Le problème, c'est que Batasuna et la gauche abartzale refusent de condamner le terrorisme... «Ne pas le condamner n'est pas un délit», rétorque Martxelo Otamendi. «Le gouvernement espagnol ne condamne pas les méfaits du franquisme, les dérapages de la Guardia civil... Le fait de condamner ou non, c'est une question de conscience, d'éthique, de morale, pas une question politique ou légale. Même si le Parlement espagnol a décidé que, désormais, ce serait illégal. Parce qu'une majorité du Parti populaire le voulait.» La ligne éditoriale de «Berria»? «Tous ceux qui pratiquent la violence ici devraient arrêter. Tant l'ETA que le gouvernement espagnol...»

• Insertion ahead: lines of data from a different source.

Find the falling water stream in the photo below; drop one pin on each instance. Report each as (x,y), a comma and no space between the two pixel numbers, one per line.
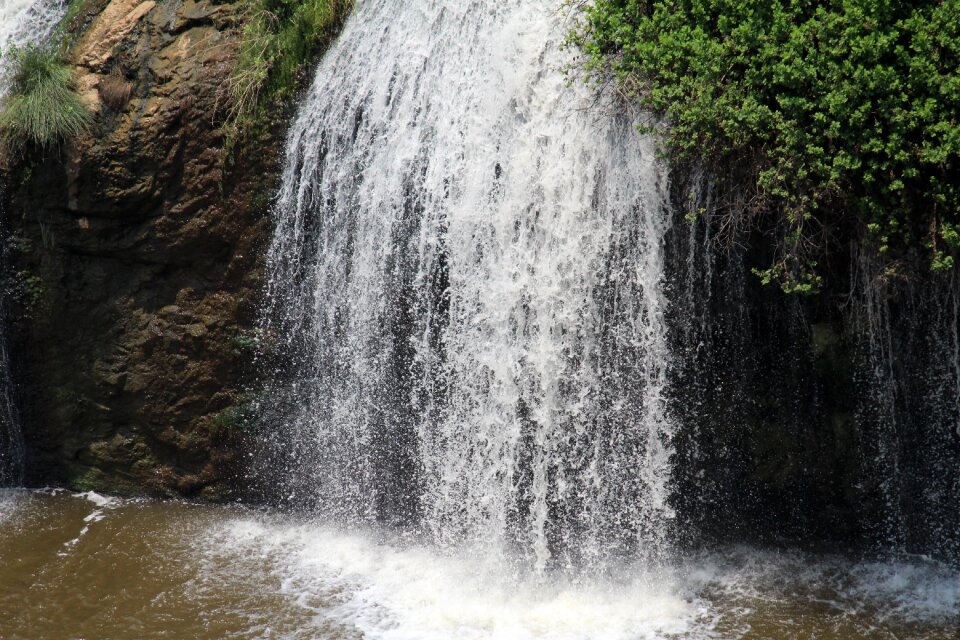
(468,423)
(466,278)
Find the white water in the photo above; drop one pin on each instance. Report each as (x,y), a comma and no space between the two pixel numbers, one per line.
(354,584)
(22,22)
(466,273)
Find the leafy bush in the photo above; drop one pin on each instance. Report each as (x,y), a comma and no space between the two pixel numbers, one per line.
(280,38)
(41,107)
(839,114)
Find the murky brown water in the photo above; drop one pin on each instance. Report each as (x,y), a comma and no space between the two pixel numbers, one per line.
(83,566)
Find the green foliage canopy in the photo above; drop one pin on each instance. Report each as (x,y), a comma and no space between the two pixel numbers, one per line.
(838,111)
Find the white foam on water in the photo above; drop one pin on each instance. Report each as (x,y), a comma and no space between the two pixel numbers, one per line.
(103,504)
(391,591)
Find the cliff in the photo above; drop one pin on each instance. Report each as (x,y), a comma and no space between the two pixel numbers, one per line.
(135,260)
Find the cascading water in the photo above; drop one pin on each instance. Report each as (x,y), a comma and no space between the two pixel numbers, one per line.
(465,282)
(22,22)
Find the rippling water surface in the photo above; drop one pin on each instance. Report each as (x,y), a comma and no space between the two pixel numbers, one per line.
(87,566)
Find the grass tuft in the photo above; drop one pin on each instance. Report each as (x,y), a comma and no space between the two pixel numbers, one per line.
(280,39)
(42,107)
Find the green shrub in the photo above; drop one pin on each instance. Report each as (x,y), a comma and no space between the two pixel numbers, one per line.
(840,116)
(42,107)
(280,39)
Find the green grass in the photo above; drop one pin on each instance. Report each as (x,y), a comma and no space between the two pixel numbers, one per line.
(42,107)
(280,39)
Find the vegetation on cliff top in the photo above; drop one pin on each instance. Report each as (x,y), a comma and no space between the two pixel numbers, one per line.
(280,38)
(836,115)
(42,107)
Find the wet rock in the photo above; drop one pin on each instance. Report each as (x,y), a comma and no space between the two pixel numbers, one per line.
(143,254)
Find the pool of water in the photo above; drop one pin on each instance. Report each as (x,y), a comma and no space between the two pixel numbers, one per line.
(89,566)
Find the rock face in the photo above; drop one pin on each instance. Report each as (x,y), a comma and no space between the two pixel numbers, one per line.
(135,261)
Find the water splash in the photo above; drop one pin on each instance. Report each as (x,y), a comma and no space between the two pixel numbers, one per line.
(465,281)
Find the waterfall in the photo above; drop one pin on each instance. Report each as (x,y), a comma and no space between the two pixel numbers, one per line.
(21,22)
(465,292)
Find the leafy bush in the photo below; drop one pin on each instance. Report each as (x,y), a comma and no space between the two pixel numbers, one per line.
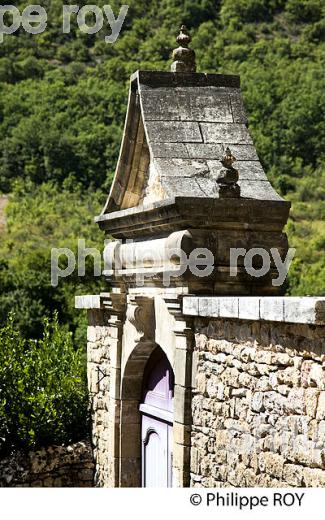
(43,392)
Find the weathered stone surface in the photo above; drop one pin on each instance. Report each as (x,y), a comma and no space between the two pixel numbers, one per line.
(174,132)
(52,466)
(268,430)
(220,133)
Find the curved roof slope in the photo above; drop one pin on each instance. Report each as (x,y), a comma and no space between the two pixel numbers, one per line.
(177,128)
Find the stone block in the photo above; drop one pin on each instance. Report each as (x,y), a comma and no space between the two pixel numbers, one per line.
(249,308)
(321,407)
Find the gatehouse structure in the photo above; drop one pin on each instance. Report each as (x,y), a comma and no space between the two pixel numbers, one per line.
(200,373)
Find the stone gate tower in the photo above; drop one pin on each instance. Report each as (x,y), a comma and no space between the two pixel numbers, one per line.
(188,187)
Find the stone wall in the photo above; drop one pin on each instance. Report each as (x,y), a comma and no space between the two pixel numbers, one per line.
(258,404)
(98,372)
(54,466)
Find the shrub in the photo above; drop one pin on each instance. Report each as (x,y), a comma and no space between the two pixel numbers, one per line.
(43,391)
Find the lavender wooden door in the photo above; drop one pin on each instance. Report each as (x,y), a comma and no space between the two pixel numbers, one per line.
(157,422)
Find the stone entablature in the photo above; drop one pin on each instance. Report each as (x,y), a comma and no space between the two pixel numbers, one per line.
(175,189)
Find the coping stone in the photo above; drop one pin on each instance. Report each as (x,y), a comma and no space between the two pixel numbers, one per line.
(287,309)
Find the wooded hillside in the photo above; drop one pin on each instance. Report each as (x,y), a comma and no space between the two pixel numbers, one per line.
(62,105)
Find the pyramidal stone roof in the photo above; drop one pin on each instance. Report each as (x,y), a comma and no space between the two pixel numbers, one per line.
(177,129)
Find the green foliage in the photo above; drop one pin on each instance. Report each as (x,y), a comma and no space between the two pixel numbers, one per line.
(43,392)
(41,218)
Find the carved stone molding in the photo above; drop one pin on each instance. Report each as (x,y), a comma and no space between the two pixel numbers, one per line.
(141,314)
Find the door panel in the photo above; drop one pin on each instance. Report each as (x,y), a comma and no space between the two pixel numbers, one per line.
(157,429)
(155,450)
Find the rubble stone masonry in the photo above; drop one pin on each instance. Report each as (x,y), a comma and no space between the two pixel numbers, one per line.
(258,404)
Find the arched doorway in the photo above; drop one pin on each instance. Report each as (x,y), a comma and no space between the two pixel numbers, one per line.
(157,422)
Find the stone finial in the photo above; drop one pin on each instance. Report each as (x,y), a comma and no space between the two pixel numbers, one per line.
(228,176)
(183,57)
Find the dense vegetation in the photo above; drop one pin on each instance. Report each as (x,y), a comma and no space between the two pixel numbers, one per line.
(43,397)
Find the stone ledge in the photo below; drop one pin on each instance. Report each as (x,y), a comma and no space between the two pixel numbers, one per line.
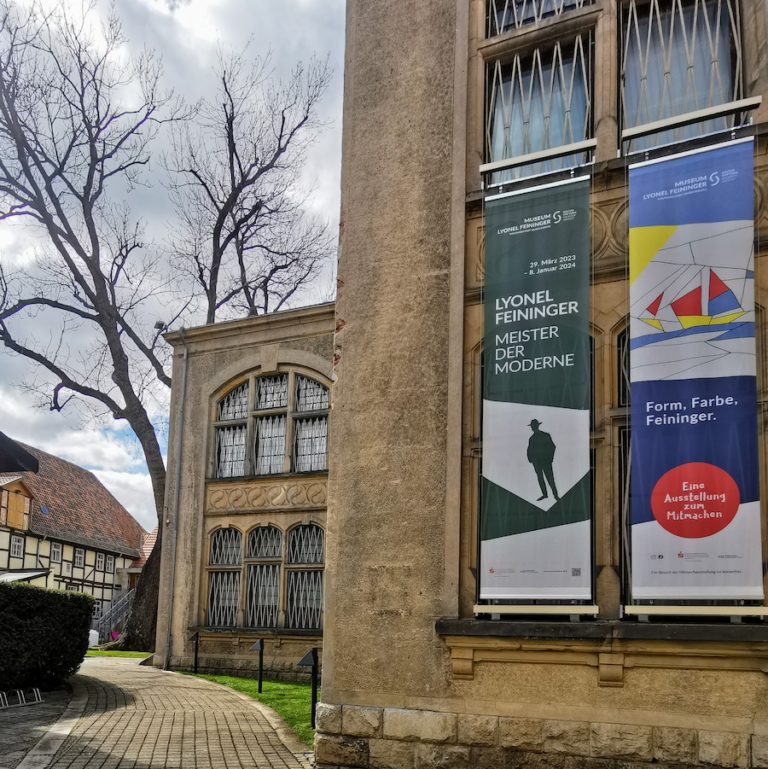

Ce discours tranché touche une large part de la société basque. Ultra politisé, Saint-Sébastien vit la compagne électorale avec ses tripes. Dans les tavernes de la vieille ville, les débats sont vifs. On se déchire au sujet du plan Ibarrexte - pour ou contre, car les nationalistes sont eux-mêmes divisés - tout en regrettant «l'arrogance» du gouvernement Aznar et en grimaçant dès qu'il est question de Madrid. Dans les kiosques à journaux, le DVD du film «La Pelote basque» de l'enfant sacré du pays, Julio Menem, se vend comme des petits pains. L'auteur de «Lucia et le sexe» présente un kaléidoscope bigarré de toutes les opinions - et elles sont nombreuses - qui s'expriment dans le Pays basque. Une oeuvre pédagogique, explique le réalisateur, en réponse aux caricatures venues de Madrid, où il vit depuis une dizaine d'années. Le résultat a été salué par la critique internationale. Mais pour présenter ce film au festival de Londres, un financement alternatif a dû être trouvé. Le pouvoir central a refusé, comme cela est la coutume, de soutenir la candidature d'un film espagnol. Pour une bonne et simple raison: le ton de cette «Pelote basque», jouant sur les règles du jeu le plus populaire de la région, était trop en phase avec les revendications autonomistes. Dans le conflit basque, il n'y a plus de juste milieu. Seule la paix bourgeoise et touristique de la baie de Saint-Sébastien tranche encore avec le tumulte ambiant.